I am 55, looking to retire and need to produce about $350,000 per year after-tax income from a muni-bond portfolio for the next 10 years, and then have it adjusted to cover cost-of-living increases as they occur. I would expect to live to 85 years, or about 30 years from now, which would be the investment horizon. I am a California resident and thus prefer a CA muni portfolio so that it is double tax-free here. How do YTMs (yield to maturities) on 20- to 30-year munis compare using out-of-state issues vs. CA issues, assuming comparable risk parameters? Is there a better annual cash-flow return from a national muni-portfolio if one were to relocate to a state like Florida? I have read your strategies page and have learned that committing to the highest yield instead of laddering (which is what most financial advisers suggest!), is the better strategy. Therefore, what is the best strategy to achieve this investment scale and how much time will it take to assemble such a portfolio?

S., California

A

James A. Klotz responds:

You will find since the California State tax on out of state bonds can be as high as 9.3% of income, California issues or bonds of U.S. territories are your only reasonable choices. Out of state purchases will become even more prohibitive if any new tax law eliminates the deduction of state tax from your federal taxes.

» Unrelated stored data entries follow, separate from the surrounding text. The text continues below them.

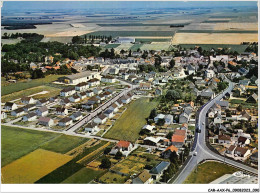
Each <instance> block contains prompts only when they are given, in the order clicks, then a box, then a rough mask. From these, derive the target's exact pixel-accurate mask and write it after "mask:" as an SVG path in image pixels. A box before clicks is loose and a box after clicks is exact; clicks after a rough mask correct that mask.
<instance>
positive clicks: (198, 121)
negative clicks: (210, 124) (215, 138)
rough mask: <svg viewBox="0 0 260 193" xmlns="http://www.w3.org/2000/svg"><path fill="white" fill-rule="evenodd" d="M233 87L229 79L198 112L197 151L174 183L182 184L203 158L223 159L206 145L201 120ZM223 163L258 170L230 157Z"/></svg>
mask: <svg viewBox="0 0 260 193" xmlns="http://www.w3.org/2000/svg"><path fill="white" fill-rule="evenodd" d="M228 81H229V80H228ZM233 87H234V85H233V83H232V82H230V81H229V87H228V88H227V89H226V90H225V91H224V92H223V94H222V93H221V94H220V95H218V96H216V97H215V98H214V99H213V100H211V101H210V102H208V103H207V104H206V105H204V106H203V107H202V109H201V111H200V112H199V116H198V120H197V125H198V126H199V127H200V128H201V133H197V134H196V136H195V142H194V143H195V145H194V152H197V156H192V158H191V159H190V161H189V162H188V164H187V165H186V166H185V168H184V169H183V170H182V172H181V173H180V174H179V176H178V177H177V178H176V179H175V181H174V182H173V183H174V184H182V183H183V182H184V180H185V179H186V178H187V177H188V176H189V174H190V173H191V172H192V171H193V170H194V169H195V168H196V166H197V164H198V163H199V162H201V161H202V160H204V159H214V160H219V161H224V157H223V156H221V155H219V154H217V153H215V152H212V151H211V150H210V149H209V148H208V147H207V146H206V141H205V135H206V128H205V124H203V122H206V114H207V112H208V110H209V109H210V107H211V106H212V105H213V104H214V103H215V102H216V101H218V100H220V99H221V98H222V97H223V96H224V95H225V94H226V93H227V92H231V91H232V89H233ZM225 163H228V164H231V165H233V166H236V167H238V168H240V169H242V170H246V171H249V172H251V173H254V174H258V171H257V170H256V169H254V168H251V167H249V166H246V165H244V164H242V163H238V162H236V161H233V160H230V159H225Z"/></svg>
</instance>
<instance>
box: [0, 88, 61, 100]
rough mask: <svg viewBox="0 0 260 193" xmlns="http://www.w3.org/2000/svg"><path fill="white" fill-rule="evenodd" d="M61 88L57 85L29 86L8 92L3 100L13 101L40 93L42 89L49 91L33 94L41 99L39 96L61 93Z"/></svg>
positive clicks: (58, 93) (50, 95) (44, 90)
mask: <svg viewBox="0 0 260 193" xmlns="http://www.w3.org/2000/svg"><path fill="white" fill-rule="evenodd" d="M60 90H61V89H59V88H55V87H51V86H45V85H42V86H36V87H33V88H28V89H24V90H21V91H18V92H13V93H11V94H7V95H4V96H2V97H1V99H2V102H7V101H12V100H15V99H19V98H22V97H24V96H30V95H33V94H36V93H40V92H42V91H47V92H48V93H46V94H39V95H35V96H33V98H34V99H39V98H47V97H51V96H56V95H58V94H59V93H60Z"/></svg>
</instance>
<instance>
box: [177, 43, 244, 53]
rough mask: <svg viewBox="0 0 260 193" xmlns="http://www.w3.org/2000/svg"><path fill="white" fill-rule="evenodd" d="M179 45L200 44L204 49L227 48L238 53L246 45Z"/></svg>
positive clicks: (216, 48)
mask: <svg viewBox="0 0 260 193" xmlns="http://www.w3.org/2000/svg"><path fill="white" fill-rule="evenodd" d="M180 46H181V47H183V48H186V49H189V48H194V47H195V46H200V47H201V48H202V49H204V50H211V49H212V48H213V49H218V48H228V49H230V50H232V51H237V52H238V53H241V52H244V51H245V49H246V48H247V45H237V44H230V45H228V44H180Z"/></svg>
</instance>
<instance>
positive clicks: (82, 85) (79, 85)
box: [75, 82, 89, 92]
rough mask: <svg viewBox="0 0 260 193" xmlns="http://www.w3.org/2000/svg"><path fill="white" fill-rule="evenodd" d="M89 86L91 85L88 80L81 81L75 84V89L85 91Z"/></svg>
mask: <svg viewBox="0 0 260 193" xmlns="http://www.w3.org/2000/svg"><path fill="white" fill-rule="evenodd" d="M88 88H89V85H88V83H86V82H81V83H79V84H77V85H76V86H75V90H76V91H80V92H82V91H85V90H87V89H88Z"/></svg>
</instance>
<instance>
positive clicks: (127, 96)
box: [120, 95, 131, 104]
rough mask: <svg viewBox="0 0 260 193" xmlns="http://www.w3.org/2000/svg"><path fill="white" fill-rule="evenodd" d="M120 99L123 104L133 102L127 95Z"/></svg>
mask: <svg viewBox="0 0 260 193" xmlns="http://www.w3.org/2000/svg"><path fill="white" fill-rule="evenodd" d="M120 99H121V101H122V103H124V104H128V103H130V101H131V98H130V97H129V96H127V95H125V96H122V97H121V98H120Z"/></svg>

There is no question that the cash flow would be greater for a Florida resident since there is no state income tax in Florida.

Naturally, the ability to produce $350,000 of annual income would depend on the amount invested and the prevailing rates at that time; $7 million invested at an average rate of 5% would yield $350,000 in annual income. An average rate of 4.5% would require approximately $7.75 million to produce the desired income.